Children tied up too
Shackling is not just limited to adults. According to the World Health Organization (WHO), every fifth child worldwide suffers from a mental illness.
Aisha, whose 18-year-old daughter is suffering from a psychosocial illness in the besieged Gaza Strip, told HRW that she was handcuffed from morning to night.
“She can’t use the toilet. She wears diapers all day … We have to chain her, otherwise she will take off her clothes, “said Aisha.
According to Shantha Barriga, director of disability rights at HRW, suicide is the third leading cause of death among children aged 15-19 worldwide. Health experts say poverty, sexual violence, forced migration, substance abuse and early pregnancy are causes of health problems in adolescents.
Shame and stigma
“There are many taboos related to mental illness. This is one reason why governments have overlooked the need to invest more in the mentally ill,” Barriga told Al Jazeera.
“In Ghana, the government has called for a ban on shackles. Years later, the practice continues. The rhetoric does not match reality. “
Barriga said the shackling is taking place “behind closed doors,” making the problem difficult to address.
Shackles are particularly common in West Africa.

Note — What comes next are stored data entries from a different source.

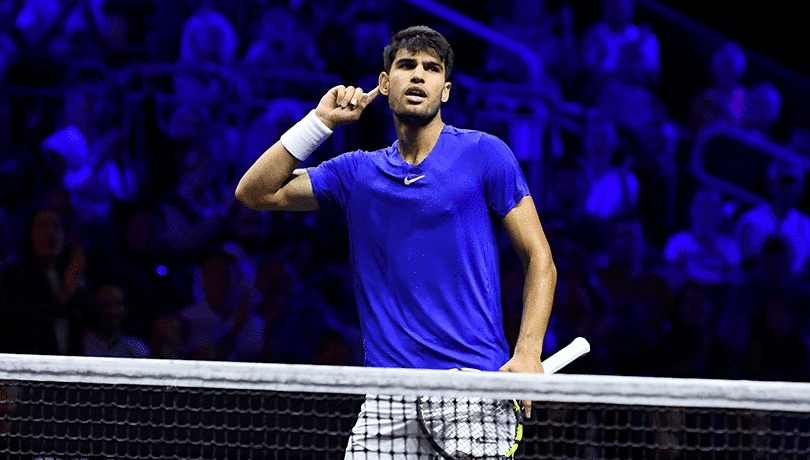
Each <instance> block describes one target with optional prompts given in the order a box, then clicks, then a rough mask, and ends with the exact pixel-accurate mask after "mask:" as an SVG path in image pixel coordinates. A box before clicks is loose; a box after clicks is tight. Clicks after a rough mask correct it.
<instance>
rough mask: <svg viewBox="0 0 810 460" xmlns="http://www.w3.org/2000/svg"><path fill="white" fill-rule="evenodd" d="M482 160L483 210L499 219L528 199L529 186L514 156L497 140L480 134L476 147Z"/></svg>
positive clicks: (496, 138)
mask: <svg viewBox="0 0 810 460" xmlns="http://www.w3.org/2000/svg"><path fill="white" fill-rule="evenodd" d="M479 147H480V149H482V151H481V154H482V156H483V157H484V158H485V159H486V169H485V173H484V189H485V190H484V191H485V193H486V199H487V206H488V207H489V209H490V210H491V211H492V212H494V213H495V214H497V215H498V217H500V218H501V219H503V218H504V217H506V215H507V214H508V213H509V211H511V210H512V208H514V207H515V205H517V204H518V202H520V200H521V199H523V197H525V196H527V195H529V186H528V184H527V183H526V177H525V176H524V175H523V170H521V169H520V164H518V161H517V158H515V154H514V153H512V150H511V149H510V148H509V147H508V146H507V145H506V144H505V143H504V142H503V141H502V140H500V139H498V138H497V137H495V136H492V135H489V134H484V135H483V137H482V138H481V142H480V144H479Z"/></svg>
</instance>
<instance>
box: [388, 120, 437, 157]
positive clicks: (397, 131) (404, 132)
mask: <svg viewBox="0 0 810 460" xmlns="http://www.w3.org/2000/svg"><path fill="white" fill-rule="evenodd" d="M394 123H395V125H396V128H397V138H398V139H399V145H398V148H397V150H398V151H399V155H400V156H401V157H402V159H403V160H405V162H406V163H408V164H410V165H418V164H419V163H421V162H422V161H423V160H424V159H425V158H426V157H427V156H428V154H429V153H430V151H431V150H433V147H434V146H435V145H436V142H438V140H439V135H440V134H441V133H442V129H444V122H442V117H441V113H439V114H437V115H436V117H434V118H433V120H431V121H430V123H428V124H427V125H425V126H411V125H406V124H405V123H403V122H402V121H400V120H399V119H397V117H396V116H395V117H394Z"/></svg>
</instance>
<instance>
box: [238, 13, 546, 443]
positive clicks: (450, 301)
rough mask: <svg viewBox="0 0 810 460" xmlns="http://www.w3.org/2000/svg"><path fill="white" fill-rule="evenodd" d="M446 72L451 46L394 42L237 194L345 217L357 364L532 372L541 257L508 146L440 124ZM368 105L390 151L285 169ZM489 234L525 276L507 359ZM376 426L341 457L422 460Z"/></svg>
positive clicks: (429, 38)
mask: <svg viewBox="0 0 810 460" xmlns="http://www.w3.org/2000/svg"><path fill="white" fill-rule="evenodd" d="M452 65H453V52H452V49H451V48H450V45H449V44H448V43H447V41H446V40H445V38H444V37H443V36H442V35H441V34H439V33H438V32H436V31H434V30H432V29H430V28H428V27H424V26H417V27H411V28H408V29H404V30H402V31H400V32H398V33H397V34H395V35H394V36H393V37H392V38H391V41H390V43H389V45H388V46H387V47H386V48H385V50H384V68H385V70H384V71H383V72H381V73H380V76H379V85H378V86H377V87H376V88H374V89H373V90H372V91H370V92H368V93H365V92H364V91H363V90H362V89H360V88H355V87H352V86H349V87H344V86H338V87H335V88H332V89H331V90H330V91H329V92H328V93H327V94H326V95H324V96H323V98H322V99H321V101H320V103H319V104H318V107H317V108H316V109H315V110H313V111H312V112H310V114H309V115H307V116H306V117H305V118H304V119H302V120H301V121H300V122H299V123H298V124H296V125H295V126H293V127H292V128H291V129H290V130H289V131H287V132H286V133H285V134H284V135H283V136H282V137H281V139H280V140H279V142H277V143H276V144H274V145H273V146H272V147H270V148H269V149H268V150H267V151H265V152H264V153H263V154H262V156H261V157H260V158H259V159H258V160H257V161H256V162H255V163H254V165H253V166H252V167H251V168H250V169H249V170H248V171H247V172H246V173H245V175H244V176H243V177H242V180H241V181H240V183H239V185H238V187H237V189H236V196H237V198H238V199H239V200H240V201H241V202H242V203H244V204H245V205H247V206H249V207H251V208H254V209H261V210H294V211H309V210H315V209H319V208H320V207H325V206H338V207H340V208H341V209H342V210H343V211H344V213H345V215H346V218H347V223H348V226H349V239H350V252H351V261H352V267H353V270H354V274H355V275H354V278H355V281H354V285H355V295H356V297H357V304H358V308H359V312H360V319H361V328H362V332H363V343H364V347H365V350H366V356H365V363H366V365H367V366H378V367H408V368H431V369H452V368H475V369H479V370H484V371H497V370H500V371H506V372H542V371H543V369H542V365H541V363H540V354H541V351H542V344H543V337H544V336H545V332H546V326H547V324H548V318H549V315H550V312H551V305H552V298H553V295H554V287H555V283H556V269H555V267H554V263H553V261H552V257H551V251H550V249H549V246H548V242H547V241H546V237H545V235H544V233H543V229H542V226H541V225H540V220H539V218H538V216H537V211H536V209H535V206H534V202H533V201H532V198H531V196H530V195H529V190H528V187H527V185H526V180H525V178H524V176H523V173H522V171H521V170H520V167H519V165H518V163H517V160H516V159H515V157H514V154H513V153H512V152H511V150H510V149H509V148H508V147H507V146H506V144H504V143H503V142H502V141H500V140H499V139H497V138H496V137H494V136H492V135H489V134H486V133H483V132H480V131H471V130H463V129H458V128H455V127H452V126H447V125H445V124H444V123H443V122H442V118H441V105H442V103H443V102H446V101H447V100H448V98H449V97H450V88H451V84H450V82H449V81H448V78H449V76H450V72H451V70H452ZM380 94H382V95H384V96H386V97H387V98H388V104H389V106H390V108H391V111H392V112H393V116H394V122H395V125H396V130H397V141H396V142H394V144H393V145H391V146H390V147H388V148H384V149H381V150H377V151H374V152H366V151H355V152H349V153H345V154H343V155H340V156H338V157H336V158H333V159H331V160H328V161H326V162H324V163H322V164H320V165H319V166H317V167H315V168H309V169H308V170H306V171H303V172H302V171H300V170H298V171H296V168H297V166H298V165H299V164H300V162H301V161H303V160H304V159H305V158H306V157H307V156H308V155H309V154H310V153H311V152H312V151H313V150H314V149H315V148H316V147H317V146H318V145H319V144H320V143H321V142H322V141H323V140H324V139H326V137H328V135H329V134H331V132H332V129H334V128H335V127H337V126H339V125H342V124H345V123H349V122H352V121H355V120H357V119H358V118H359V117H360V115H361V113H362V112H363V110H364V109H365V108H366V106H367V105H368V104H369V103H370V102H371V101H372V100H373V99H375V98H376V97H377V96H378V95H380ZM294 171H296V172H298V173H299V174H298V175H297V176H296V177H295V178H294V179H293V180H290V181H289V182H286V181H287V179H288V178H289V177H290V175H292V174H293V172H294ZM501 225H502V226H503V228H505V230H506V233H507V235H508V236H509V238H510V240H511V242H512V245H513V246H514V248H515V250H516V251H517V253H518V255H519V256H520V258H521V260H522V261H523V265H524V270H525V273H526V282H525V286H524V313H523V319H522V323H521V328H520V334H519V337H518V341H517V345H516V347H515V350H514V355H513V356H512V357H511V358H510V357H509V348H508V345H507V343H506V340H505V338H504V332H503V324H502V313H501V306H500V273H499V260H498V246H497V234H498V232H499V231H500V230H499V229H500V226H501ZM387 404H388V405H390V404H391V403H390V402H389V403H387ZM363 410H364V412H374V413H375V414H374V415H375V417H378V418H379V417H380V412H381V411H383V410H384V411H386V412H387V411H388V410H392V411H398V410H399V409H398V408H394V407H386V408H385V409H382V408H381V407H379V404H373V407H372V404H371V403H370V402H369V401H367V404H366V406H364V409H363ZM527 410H528V409H527ZM399 413H400V414H401V413H402V412H401V411H399ZM375 417H371V418H369V420H371V419H374V422H373V426H372V425H369V424H364V422H363V417H361V421H360V422H358V426H356V427H355V430H354V432H353V433H354V436H353V437H352V439H351V440H350V442H349V447H350V449H349V452H347V458H353V457H352V456H351V452H354V451H357V452H360V451H364V452H366V453H367V452H369V451H375V450H378V451H379V450H385V451H386V452H391V454H386V455H389V456H387V457H386V458H411V457H408V456H407V455H405V452H410V453H413V455H416V456H415V457H413V458H420V457H419V454H418V453H419V452H423V450H422V449H423V447H424V446H423V445H422V443H421V441H419V440H416V441H414V442H416V444H413V445H411V444H408V445H404V444H403V445H400V444H397V441H396V440H397V439H399V438H400V437H402V436H405V437H406V438H407V437H408V436H406V435H407V433H409V432H410V431H411V430H412V427H410V426H406V425H407V424H406V425H402V424H399V425H397V424H396V423H395V424H394V425H391V424H389V425H385V423H384V422H381V421H379V420H377V419H376V418H375ZM389 418H390V415H389ZM382 419H384V417H382ZM397 422H398V423H399V422H401V420H399V421H397ZM417 431H418V430H417ZM370 432H371V433H372V434H369V433H370ZM383 438H385V440H383ZM386 441H387V443H386ZM411 441H412V440H405V441H404V442H405V443H409V442H411ZM357 458H361V457H357ZM363 458H364V457H363ZM375 458H381V457H375Z"/></svg>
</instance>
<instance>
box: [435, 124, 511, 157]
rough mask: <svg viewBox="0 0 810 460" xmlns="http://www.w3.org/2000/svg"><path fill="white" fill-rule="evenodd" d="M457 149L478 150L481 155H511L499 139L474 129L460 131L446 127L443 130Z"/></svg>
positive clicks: (508, 151)
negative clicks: (461, 148) (471, 148)
mask: <svg viewBox="0 0 810 460" xmlns="http://www.w3.org/2000/svg"><path fill="white" fill-rule="evenodd" d="M444 134H445V135H447V136H448V137H449V138H450V139H452V141H453V142H455V143H458V144H460V145H459V147H467V148H473V149H475V150H478V151H479V152H481V153H482V154H512V150H511V149H510V148H509V146H507V145H506V143H505V142H504V141H503V140H501V139H500V138H499V137H497V136H495V135H492V134H489V133H487V132H484V131H478V130H475V129H462V128H456V127H455V126H450V125H447V126H446V127H445V130H444Z"/></svg>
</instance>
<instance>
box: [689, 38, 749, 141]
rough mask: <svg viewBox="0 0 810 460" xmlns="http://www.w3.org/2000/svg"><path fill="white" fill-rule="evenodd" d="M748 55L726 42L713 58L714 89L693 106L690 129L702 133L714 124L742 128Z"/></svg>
mask: <svg viewBox="0 0 810 460" xmlns="http://www.w3.org/2000/svg"><path fill="white" fill-rule="evenodd" d="M745 67H746V60H745V54H744V53H743V51H742V50H741V49H740V47H739V46H737V45H735V44H734V43H726V44H725V45H723V46H721V47H720V48H719V49H718V50H717V51H715V52H714V54H713V55H712V61H711V74H712V86H710V87H709V88H707V89H706V90H704V91H703V92H701V93H700V94H698V95H697V97H695V99H693V100H692V103H691V122H690V124H691V128H692V130H693V131H694V132H699V131H700V130H702V129H703V128H705V127H706V126H709V125H711V124H714V123H725V124H728V125H731V126H740V124H741V123H742V122H743V120H744V117H745V107H746V103H747V102H746V99H747V94H746V93H747V92H746V90H745V87H743V86H742V83H741V82H742V78H743V76H744V75H745Z"/></svg>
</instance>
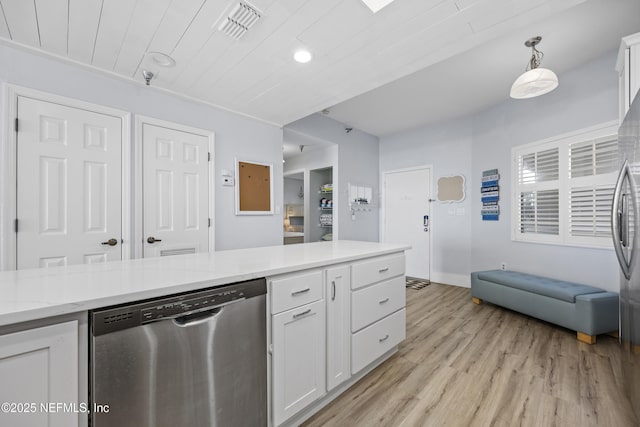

Huawei Ojeifo, who suffers from a mental illness herself, is the founder and executive director of She Writes Women, a women-led movement in Nigeria.
Ojeifo told Al Jazeera that Nigerians are “unaware” of mental health and the ways in which to address the problem.
“Nigerians are usually very religious, but at the same time there is a lot of ignorance about mental health. The media, music and film industries also need to sell the mental health stories from an informed and humanizing perspective, ”says Ojeifo, who is at the forefront of advocating new mental health laws in her country.
“In Nigeria, the 1958 Lunacy Act still criminalizes attempted suicide and still allows inhuman practices,” she says.
Hundreds of thousands of people with mental illness remain shackled and shackled around the world, according to HRW [Robin Hammond/HRW]Benjamin Ballah is a Liberian mental health activist who was chained in a “spiritual healing center” in Monrovia for almost a year in 2003.
“When you have been chained, life becomes meaningless to you. You are no longer treated as part of society, you feel that all is lost, ”he said.
According to Ballah, the stigma associated with mental illness is compounded by cultural and religious beliefs, with certain churches and spiritual centers promoting the view that the mentally ill are “demon possessed”.
HRW’s report states that governments should urgently ban shackling, reduce stigma surrounding mental health problems, and develop quality, accessible, and affordable community mental health services.
The report goes on to say that governments should immediately order inspections and regular surveillance of state and private institutions and take appropriate action against abusive facilities.